Jacques Vaché, Fransiz ordusunda bir asker, bir dadaist.
1895'te doğan Jacques, Birinci Dünya Savaşı'nda cephede fiili çarpışmada yaralanır ve Nantes hastanesine kaldırılır. O hastanede, kafasında yeşermek ve ilan edilmek için artık gün sayan karamsarlığın çocugu dadaist Andre Breton'la tanışır. Breton, Vaché'nin isyancı karakterine ve kıvrak zekasına hayran olur. Bu tanışma her iki tarafı da derinden etkileyen bir dostluğa dönüşür ve Vaché iyileşip cepheye döndüğünde bile Breton'la ilişkisini kesmez. Ona mektuplar yazar. Savaşın insanin duygularını nasıl yerle bir ettiğini ve ne için, kimin uğruna savaştığını hiç anlamadığına dair muhteşem mektuplar yazar.

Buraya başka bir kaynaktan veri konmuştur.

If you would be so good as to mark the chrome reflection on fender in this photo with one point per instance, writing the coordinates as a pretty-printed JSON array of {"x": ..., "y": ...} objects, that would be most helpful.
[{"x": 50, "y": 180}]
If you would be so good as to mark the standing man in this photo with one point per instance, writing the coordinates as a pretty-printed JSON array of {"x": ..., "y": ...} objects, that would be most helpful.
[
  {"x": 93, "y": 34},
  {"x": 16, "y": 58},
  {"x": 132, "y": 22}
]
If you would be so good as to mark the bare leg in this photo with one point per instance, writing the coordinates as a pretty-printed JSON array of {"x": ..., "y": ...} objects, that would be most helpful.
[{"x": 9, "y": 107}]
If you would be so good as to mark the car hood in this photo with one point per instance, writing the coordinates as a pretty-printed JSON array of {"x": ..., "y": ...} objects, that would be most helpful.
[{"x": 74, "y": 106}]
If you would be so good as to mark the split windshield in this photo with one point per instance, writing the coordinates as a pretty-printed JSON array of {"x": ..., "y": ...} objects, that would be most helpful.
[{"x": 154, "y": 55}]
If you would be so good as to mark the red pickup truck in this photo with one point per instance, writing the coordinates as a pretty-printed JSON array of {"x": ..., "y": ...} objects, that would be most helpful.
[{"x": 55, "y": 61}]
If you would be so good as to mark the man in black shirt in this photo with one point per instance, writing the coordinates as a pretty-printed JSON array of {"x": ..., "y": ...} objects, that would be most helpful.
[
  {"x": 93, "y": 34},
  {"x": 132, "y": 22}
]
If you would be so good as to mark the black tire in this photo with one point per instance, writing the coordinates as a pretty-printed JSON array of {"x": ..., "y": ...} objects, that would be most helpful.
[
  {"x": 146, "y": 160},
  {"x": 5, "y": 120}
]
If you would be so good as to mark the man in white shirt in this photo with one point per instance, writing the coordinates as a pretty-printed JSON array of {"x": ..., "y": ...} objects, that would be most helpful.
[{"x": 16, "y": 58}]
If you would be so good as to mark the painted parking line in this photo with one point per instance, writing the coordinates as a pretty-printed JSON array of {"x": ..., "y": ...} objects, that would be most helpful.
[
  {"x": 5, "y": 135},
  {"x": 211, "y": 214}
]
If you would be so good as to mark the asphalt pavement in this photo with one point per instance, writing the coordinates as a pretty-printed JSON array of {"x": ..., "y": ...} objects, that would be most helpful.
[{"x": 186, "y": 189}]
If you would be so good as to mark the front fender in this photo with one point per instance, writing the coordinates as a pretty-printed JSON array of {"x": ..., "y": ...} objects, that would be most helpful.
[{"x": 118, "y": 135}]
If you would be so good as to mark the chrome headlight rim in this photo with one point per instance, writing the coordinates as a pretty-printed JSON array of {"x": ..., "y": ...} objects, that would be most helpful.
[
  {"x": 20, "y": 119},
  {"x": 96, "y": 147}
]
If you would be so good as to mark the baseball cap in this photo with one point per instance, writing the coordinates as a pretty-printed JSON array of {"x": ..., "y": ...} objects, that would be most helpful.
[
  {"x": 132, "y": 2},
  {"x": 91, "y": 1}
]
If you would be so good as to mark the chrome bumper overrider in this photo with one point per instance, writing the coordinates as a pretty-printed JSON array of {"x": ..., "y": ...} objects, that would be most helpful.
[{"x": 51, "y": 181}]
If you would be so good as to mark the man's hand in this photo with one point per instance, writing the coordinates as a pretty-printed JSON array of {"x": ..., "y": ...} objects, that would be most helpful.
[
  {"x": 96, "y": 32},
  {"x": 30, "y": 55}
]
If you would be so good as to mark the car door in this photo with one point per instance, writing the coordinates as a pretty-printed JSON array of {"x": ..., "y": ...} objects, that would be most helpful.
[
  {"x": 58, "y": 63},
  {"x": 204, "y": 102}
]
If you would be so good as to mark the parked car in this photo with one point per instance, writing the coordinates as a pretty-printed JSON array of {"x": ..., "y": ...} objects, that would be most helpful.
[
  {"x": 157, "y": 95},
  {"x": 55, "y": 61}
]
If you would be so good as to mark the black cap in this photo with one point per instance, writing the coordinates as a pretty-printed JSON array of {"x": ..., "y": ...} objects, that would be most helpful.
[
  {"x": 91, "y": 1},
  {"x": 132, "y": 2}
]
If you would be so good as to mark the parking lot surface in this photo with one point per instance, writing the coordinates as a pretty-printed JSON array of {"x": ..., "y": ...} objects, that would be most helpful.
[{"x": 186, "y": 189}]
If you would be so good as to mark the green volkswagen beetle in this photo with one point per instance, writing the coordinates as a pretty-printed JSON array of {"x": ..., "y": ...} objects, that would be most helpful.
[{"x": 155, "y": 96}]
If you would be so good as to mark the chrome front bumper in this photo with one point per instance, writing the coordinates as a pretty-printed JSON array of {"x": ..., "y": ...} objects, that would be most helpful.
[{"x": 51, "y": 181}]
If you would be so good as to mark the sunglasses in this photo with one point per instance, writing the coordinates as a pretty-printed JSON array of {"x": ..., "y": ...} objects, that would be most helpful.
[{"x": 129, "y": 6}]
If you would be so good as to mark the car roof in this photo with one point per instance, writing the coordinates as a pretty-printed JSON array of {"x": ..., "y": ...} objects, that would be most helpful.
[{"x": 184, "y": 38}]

Sonrasında yine bir yalnız kaldığı otel odasına çok sevdiği üç arkadaşını çağırır. İntihar etmeye kararlıdır. Dostlarına zehirli kahve ikram ederek onları da kendi intiharına ortak eder.
Biliyorsunuz daha bitmedi. Almanlar bu sabah bize mermilerini yolladılar, hattın 12 kilometre ötesine- bu kadar çok geeeeeenç ölmek istemem! Ah! Sonrası BOKTAN.